**TL; DR**: I’m modeling missing data points in a time series as a thing like a simplex, and it’s relatively fast but I think it has relatively low n_eff/sample, and I’d like to make it better.

I’m modeling a time series:

`Y_t ~ normal(Y_t-1 + mu,sigma)`

with missing observations:

`Y[3] = nan`

`Y[4] = nan`

I’m dealing with the missing observations by treating them as parameters to be estimated; if there’s an observation at time `t=2`

, `Y_2`

, and another observation at `t=5`

, `Y_5`

, then `Y_3`

and `Y_4`

are inferred as parameters. What do we know about those parameters? Since this is a time series, we know that the difference between the two observed time points (`Y_5`

and `Y_2`

) must be explained by the steps between `Y_2`

, `Y_3`

, `Y_4`

, and `Y_5`

.

`Y_5 - Y_2 == (Y_5 - Y_4) + (Y_4 - Y_3) + (Y_3 - Y_2)`

(This is particularly natural if we know that `Y`

is monotonically increasing, in which case the time series model is `Y_t ~ normal(Y_t-1 + mu, sigma) T[Y_t-1,]`

). The monotonic case isn’t germane to my question today, but it’s the use case I’m eventually building up to.)
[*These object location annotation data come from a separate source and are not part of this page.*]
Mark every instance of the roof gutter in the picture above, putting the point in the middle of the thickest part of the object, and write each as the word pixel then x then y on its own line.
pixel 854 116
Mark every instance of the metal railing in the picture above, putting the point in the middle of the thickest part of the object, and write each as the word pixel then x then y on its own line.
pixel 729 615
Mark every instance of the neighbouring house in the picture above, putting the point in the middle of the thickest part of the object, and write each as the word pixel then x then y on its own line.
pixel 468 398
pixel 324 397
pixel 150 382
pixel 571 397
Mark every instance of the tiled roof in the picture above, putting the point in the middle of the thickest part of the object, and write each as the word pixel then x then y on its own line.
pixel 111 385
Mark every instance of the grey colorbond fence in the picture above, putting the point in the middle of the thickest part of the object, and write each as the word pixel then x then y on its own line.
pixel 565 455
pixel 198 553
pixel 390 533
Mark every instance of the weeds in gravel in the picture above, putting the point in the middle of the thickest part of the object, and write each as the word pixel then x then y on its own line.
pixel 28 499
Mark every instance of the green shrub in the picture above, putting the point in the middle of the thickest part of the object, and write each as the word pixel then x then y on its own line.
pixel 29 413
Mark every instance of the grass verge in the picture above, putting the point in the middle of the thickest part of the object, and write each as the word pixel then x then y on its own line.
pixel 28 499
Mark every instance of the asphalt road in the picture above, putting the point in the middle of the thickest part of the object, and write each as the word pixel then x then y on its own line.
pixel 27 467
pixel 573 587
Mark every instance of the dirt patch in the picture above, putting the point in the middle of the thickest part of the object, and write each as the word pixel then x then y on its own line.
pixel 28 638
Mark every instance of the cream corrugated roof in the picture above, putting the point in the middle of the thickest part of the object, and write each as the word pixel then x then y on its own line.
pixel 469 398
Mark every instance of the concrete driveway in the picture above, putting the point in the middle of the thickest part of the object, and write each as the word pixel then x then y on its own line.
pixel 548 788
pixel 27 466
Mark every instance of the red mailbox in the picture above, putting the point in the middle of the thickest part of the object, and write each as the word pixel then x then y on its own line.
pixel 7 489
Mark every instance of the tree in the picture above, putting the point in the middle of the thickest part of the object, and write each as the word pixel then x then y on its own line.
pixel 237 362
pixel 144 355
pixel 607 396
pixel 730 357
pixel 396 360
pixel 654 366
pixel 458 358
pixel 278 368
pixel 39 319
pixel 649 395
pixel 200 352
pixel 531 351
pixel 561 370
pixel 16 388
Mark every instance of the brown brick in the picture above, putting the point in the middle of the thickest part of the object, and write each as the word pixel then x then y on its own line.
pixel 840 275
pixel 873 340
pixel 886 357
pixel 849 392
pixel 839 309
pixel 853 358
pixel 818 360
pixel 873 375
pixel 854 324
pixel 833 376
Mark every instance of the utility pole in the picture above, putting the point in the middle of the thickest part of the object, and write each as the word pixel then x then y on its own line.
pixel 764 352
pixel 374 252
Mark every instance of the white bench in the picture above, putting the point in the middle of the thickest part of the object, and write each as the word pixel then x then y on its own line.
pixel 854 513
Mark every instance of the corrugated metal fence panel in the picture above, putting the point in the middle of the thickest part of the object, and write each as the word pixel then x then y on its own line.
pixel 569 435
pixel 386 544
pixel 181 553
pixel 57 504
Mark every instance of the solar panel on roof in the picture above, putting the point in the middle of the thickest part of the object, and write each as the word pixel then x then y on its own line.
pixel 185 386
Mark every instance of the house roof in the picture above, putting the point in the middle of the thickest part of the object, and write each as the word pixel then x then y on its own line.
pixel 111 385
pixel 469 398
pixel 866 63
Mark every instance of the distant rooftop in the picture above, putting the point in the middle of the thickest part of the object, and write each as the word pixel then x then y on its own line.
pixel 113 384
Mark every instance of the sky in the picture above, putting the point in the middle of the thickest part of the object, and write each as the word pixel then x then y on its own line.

The way that I actually model this in Stan is not to treat `Y_4`

and `Y_3`

as parameters (the levels), but to treat `(Y_5 - Y_4)`

, `(Y_4 - Y_3)`

, and `(Y_3 - Y_2)`

as parameters (the steps). We’re not modeling the levels; we’re modeling the steps. I can then constrain these steps using the equation above, and back out what the levels `Y_3`

and `Y_4`

should be. At the end of the post is my Stan model for this.

**The problem is as follows**: One of the parameters is unnecessary. If you know `Y_5 - Y_2`

, `Y_5 - Y_4`

, and `Y_4 - Y_3`

, then you know `Y_3 - Y_2`

. If we could lop off one of these parameters, surely things would be better. Is there a way to do this? Is there a better way to attack the problem?

Example output (with `mu=3`

, `sigma=1`

, and `Y_3`

and `Y_4`

missing)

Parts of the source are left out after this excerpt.